Horizon Research Services eNewsletter (Issue 6, Volume 5), June 2020.
Where do ideas for research come from? Many times, they come from one or more of Horizon’s healthcare professionals: physicians, nurses, pharmacists, occupational or physical therapists; the list goes on. But what about those individuals affected – the person living with the disease, or the person providing care to a patient? Would they ask the same questions? This question motivated several Horizon staff to engage with patients and clinical representatives across Canada to find out.
Lauren McLaughlin, clinical research assistant with the Maritime SPOR SUPPORT Unit (MSSU), was asked to present on patient engagement. Looking for a strong example of an engagement framework to ground her presentation – one where patients or caregivers had equal stake at the table so their voices would be heard – she came across Priority Setting Partnerships, or PSPs. The PSP is a formal process that brings together those with lived experience and those treating a disease, to establish priority questions for researchers on a particular topic. PSPs are established and overseen by the James Lind Alliance (JLA), a UK organization that provides international leadership for patient engagement in health research.
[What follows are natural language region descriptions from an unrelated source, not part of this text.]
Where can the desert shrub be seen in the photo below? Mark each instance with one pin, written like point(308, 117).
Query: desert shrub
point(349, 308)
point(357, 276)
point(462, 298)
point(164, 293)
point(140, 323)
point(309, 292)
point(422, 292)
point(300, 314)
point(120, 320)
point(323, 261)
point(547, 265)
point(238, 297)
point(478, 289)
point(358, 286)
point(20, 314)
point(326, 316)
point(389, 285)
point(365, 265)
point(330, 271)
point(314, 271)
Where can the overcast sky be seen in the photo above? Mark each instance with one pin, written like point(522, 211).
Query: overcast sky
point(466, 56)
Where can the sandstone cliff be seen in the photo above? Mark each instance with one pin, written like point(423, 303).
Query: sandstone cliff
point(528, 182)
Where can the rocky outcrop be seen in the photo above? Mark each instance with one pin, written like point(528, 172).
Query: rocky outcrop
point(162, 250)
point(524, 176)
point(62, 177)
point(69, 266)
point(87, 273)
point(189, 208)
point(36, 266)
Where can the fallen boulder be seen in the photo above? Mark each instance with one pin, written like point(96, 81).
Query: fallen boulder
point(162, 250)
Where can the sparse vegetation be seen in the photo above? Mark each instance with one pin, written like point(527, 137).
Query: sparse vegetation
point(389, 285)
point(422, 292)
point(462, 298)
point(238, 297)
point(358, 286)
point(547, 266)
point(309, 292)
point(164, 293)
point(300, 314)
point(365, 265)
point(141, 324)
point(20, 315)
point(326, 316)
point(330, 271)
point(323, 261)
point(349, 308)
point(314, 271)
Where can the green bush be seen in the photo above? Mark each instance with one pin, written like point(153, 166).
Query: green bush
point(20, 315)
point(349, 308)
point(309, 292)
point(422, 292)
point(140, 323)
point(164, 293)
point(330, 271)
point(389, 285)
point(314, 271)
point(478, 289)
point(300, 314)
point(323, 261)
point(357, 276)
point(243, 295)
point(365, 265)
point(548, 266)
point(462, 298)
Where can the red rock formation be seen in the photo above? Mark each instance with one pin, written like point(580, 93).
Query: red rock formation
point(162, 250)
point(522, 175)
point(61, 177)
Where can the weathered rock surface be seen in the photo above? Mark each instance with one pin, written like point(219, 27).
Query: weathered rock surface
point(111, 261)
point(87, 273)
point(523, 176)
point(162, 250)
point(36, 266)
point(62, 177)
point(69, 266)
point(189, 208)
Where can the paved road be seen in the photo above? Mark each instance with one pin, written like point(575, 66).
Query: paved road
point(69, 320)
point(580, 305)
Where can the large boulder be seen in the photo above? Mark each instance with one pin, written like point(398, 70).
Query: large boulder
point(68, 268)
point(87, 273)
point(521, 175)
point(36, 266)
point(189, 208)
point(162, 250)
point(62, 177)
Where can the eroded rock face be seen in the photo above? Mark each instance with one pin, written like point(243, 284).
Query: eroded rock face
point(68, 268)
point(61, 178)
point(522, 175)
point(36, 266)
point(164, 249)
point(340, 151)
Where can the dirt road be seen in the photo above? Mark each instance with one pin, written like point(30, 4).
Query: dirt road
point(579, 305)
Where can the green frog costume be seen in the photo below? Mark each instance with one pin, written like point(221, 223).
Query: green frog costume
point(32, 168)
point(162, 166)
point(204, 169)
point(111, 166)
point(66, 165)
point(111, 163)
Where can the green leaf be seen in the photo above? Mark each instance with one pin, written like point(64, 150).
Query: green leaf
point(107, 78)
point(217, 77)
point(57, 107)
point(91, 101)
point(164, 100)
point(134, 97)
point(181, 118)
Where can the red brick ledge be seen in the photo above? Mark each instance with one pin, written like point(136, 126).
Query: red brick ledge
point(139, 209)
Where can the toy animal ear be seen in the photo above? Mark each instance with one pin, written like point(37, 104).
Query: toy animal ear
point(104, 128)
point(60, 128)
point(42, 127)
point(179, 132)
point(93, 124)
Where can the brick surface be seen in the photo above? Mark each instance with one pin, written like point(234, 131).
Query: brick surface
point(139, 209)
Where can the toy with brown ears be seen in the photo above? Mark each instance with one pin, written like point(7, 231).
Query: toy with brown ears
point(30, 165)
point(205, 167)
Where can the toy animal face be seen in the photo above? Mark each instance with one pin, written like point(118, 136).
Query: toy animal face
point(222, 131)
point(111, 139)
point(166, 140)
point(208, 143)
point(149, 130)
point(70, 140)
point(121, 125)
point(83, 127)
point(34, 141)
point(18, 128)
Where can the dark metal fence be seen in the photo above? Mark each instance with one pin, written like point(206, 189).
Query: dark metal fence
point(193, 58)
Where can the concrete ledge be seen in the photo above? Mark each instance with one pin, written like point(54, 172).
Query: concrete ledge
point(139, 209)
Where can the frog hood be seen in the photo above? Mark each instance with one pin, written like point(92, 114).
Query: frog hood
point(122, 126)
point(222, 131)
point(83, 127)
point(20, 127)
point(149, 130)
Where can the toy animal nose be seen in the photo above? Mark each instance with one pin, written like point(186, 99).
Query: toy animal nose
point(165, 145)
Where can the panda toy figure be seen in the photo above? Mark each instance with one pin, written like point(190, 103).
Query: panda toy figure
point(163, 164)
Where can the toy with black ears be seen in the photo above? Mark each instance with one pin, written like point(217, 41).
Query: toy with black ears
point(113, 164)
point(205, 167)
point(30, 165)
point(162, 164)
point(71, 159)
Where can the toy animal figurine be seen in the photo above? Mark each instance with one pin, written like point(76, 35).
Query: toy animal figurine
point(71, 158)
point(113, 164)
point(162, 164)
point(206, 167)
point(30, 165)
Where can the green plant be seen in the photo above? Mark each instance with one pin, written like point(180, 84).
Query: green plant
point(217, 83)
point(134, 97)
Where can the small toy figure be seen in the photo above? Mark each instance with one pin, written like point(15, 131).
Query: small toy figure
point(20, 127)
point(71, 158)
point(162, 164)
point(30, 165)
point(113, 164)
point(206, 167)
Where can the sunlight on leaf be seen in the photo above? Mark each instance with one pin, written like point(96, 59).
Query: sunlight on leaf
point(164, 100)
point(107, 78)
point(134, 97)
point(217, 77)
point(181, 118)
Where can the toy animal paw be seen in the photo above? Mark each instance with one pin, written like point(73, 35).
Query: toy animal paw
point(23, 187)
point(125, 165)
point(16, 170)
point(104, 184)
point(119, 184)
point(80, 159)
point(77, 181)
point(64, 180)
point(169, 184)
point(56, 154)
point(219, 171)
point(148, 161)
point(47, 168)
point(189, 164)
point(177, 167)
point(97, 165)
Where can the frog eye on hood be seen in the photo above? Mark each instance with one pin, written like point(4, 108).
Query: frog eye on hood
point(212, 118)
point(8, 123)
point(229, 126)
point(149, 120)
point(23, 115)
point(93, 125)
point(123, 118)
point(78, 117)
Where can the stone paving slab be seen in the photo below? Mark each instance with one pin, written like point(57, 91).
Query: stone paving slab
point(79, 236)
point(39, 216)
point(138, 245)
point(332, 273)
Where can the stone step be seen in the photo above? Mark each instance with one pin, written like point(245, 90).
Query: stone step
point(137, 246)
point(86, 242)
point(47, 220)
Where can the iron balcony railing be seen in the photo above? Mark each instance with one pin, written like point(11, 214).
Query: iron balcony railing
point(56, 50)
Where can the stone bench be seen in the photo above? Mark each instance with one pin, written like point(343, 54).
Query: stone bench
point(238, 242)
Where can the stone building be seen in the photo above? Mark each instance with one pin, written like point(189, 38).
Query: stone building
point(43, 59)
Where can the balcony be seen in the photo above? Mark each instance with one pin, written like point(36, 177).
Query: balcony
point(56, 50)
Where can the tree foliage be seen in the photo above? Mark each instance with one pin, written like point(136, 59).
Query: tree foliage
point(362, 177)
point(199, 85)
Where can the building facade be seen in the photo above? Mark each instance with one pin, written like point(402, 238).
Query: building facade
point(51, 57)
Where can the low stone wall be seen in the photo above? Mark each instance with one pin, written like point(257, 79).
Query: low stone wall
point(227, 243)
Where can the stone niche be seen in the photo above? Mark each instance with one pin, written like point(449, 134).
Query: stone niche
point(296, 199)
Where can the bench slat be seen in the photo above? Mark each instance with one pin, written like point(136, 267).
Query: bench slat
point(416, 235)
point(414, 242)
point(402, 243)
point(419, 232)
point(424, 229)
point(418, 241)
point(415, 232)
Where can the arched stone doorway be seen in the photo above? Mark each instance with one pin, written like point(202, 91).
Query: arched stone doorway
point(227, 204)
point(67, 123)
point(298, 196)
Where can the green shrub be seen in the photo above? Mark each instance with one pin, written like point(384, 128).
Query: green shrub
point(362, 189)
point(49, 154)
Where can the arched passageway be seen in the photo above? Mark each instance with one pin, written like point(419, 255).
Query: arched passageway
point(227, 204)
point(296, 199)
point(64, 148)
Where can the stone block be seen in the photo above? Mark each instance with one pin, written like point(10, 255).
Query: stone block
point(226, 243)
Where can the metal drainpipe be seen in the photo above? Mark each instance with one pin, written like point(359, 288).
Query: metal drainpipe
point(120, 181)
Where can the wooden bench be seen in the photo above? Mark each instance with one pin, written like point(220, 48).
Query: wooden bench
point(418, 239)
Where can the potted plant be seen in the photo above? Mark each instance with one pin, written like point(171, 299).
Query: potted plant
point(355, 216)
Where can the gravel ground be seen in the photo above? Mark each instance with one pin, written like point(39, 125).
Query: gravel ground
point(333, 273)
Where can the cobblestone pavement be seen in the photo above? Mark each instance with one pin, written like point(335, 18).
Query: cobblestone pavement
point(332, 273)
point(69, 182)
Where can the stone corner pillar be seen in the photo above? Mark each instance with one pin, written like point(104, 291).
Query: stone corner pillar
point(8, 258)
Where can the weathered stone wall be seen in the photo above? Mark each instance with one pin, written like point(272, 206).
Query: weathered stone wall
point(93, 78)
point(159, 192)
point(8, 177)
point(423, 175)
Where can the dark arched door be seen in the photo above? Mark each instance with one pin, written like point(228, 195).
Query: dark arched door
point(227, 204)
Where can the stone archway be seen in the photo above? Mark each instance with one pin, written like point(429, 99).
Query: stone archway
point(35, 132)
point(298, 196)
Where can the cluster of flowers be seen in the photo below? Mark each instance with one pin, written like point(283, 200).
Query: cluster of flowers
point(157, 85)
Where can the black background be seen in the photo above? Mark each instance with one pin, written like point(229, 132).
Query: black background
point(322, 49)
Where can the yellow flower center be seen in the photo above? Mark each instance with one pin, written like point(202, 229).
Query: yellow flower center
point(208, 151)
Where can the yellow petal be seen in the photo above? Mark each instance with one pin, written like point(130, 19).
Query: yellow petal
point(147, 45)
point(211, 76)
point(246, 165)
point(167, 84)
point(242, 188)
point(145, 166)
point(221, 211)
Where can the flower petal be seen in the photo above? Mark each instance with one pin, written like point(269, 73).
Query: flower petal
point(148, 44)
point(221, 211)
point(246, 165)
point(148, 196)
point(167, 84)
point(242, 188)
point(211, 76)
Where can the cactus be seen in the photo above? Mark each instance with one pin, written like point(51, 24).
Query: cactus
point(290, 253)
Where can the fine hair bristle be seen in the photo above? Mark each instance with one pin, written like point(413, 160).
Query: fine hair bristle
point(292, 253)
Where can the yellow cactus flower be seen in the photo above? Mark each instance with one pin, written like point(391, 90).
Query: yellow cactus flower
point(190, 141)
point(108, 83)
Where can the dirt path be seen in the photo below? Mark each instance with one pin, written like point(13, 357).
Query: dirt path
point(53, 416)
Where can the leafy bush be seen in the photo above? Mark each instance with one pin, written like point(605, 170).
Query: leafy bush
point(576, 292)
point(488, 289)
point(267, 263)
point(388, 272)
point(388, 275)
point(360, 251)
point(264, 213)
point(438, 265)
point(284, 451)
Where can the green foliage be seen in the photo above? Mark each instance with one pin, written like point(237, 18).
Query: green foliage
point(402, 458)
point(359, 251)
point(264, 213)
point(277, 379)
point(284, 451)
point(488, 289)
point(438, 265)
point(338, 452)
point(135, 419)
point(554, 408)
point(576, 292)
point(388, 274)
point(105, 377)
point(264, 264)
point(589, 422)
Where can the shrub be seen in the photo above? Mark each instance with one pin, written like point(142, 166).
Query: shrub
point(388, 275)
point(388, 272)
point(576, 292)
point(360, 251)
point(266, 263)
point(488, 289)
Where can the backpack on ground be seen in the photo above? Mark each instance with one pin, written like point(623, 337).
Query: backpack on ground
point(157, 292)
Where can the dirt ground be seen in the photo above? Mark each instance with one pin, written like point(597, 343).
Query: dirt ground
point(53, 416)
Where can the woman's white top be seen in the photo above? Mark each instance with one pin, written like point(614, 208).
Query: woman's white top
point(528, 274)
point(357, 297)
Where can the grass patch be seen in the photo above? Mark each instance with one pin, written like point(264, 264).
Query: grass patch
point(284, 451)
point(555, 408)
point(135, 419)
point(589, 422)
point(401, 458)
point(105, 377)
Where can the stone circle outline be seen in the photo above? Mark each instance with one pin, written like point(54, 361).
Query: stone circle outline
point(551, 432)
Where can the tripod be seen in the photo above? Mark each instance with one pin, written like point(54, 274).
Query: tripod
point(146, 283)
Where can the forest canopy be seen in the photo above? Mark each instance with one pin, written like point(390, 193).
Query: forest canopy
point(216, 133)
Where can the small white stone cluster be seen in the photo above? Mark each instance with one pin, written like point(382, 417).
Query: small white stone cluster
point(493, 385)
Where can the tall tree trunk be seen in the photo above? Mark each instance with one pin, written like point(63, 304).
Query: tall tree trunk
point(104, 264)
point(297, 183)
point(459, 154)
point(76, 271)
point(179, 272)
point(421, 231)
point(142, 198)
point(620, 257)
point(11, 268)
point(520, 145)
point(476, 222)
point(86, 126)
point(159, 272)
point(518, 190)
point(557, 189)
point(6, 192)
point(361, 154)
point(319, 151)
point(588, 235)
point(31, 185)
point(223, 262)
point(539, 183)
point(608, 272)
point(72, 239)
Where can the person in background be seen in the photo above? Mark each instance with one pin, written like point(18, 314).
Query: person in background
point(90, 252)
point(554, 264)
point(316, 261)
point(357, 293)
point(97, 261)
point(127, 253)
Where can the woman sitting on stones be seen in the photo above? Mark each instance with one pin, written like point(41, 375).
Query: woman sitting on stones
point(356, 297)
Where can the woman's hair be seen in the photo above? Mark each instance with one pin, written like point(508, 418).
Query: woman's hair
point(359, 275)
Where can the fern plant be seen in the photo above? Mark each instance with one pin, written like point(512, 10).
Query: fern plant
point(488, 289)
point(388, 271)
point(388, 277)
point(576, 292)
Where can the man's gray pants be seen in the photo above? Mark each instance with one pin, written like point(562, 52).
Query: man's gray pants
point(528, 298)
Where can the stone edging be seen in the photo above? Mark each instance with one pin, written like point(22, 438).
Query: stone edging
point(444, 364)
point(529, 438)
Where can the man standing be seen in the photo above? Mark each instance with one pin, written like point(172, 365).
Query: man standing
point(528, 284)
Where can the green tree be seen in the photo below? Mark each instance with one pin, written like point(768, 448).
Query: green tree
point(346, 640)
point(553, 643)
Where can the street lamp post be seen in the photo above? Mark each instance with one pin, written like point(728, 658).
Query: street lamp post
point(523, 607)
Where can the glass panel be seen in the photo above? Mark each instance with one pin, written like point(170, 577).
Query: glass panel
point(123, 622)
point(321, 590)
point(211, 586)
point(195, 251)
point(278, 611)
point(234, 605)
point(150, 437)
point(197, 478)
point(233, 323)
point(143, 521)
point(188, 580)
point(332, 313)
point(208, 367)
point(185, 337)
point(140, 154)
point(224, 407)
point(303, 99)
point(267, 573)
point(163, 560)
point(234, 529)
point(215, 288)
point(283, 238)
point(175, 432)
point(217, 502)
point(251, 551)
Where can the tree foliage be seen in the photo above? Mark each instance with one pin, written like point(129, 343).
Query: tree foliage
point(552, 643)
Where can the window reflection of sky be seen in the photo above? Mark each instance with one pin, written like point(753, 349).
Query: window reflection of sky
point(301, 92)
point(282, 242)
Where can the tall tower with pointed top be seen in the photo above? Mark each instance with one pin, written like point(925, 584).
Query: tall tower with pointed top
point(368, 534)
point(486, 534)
When Lauren shared the concept of the PSP with Dr. Tony Reiman, medical oncologist at Horizon’s Saint John Regional Hospital, he felt that a PSP would be a great opportunity for Myeloma Canada to hear more from the Canadian myeloma community. And since January 2019, Lauren, along with Dr. Reiman and Samantha Fowler, MSSU clinical research manager, have worked to create and support the Myeloma PSP – the very first for multiple myeloma, in Canada or elsewhere. The Myeloma PSP consists of a national Steering Group of 3 persons living with myeloma, 4 caregivers, and 3 healthcare professionals. Together, they created a national survey so that the myeloma community can identify areas that needed more research.
Two of the Steering Group members, Sharon Nason and Susan Collins, live in Saint John, and meet with the Horizon team regularly. When asked about her experience so far, Sharon (a caregiver representative), notes that “[In this partnership]…there is an appreciation of the collective knowledge and expertise of the group members, both in their knowledge of myeloma, and of their life and leadership skills.”
Earlier this year, the PSP closed their first survey, which received a remarkable 3,000 possible research questions from over 500 survey responses. The team is currently working on consolidating the massive amount of new potential topics that will eventually become the group’s recommendations for the Top 10 Priority Questions for myeloma research in Canada.
Despite the mountain of data under review, Susan, one of the persons living with myeloma, reflects that, “Myeloma seems to be a very individual disease which presents itself in different ways, including its impact on quality of life…Through the stages of the project I have seen common themes emerging and I believe that those of us who are living with myeloma will feel that the results show the path forward for meaningful research.”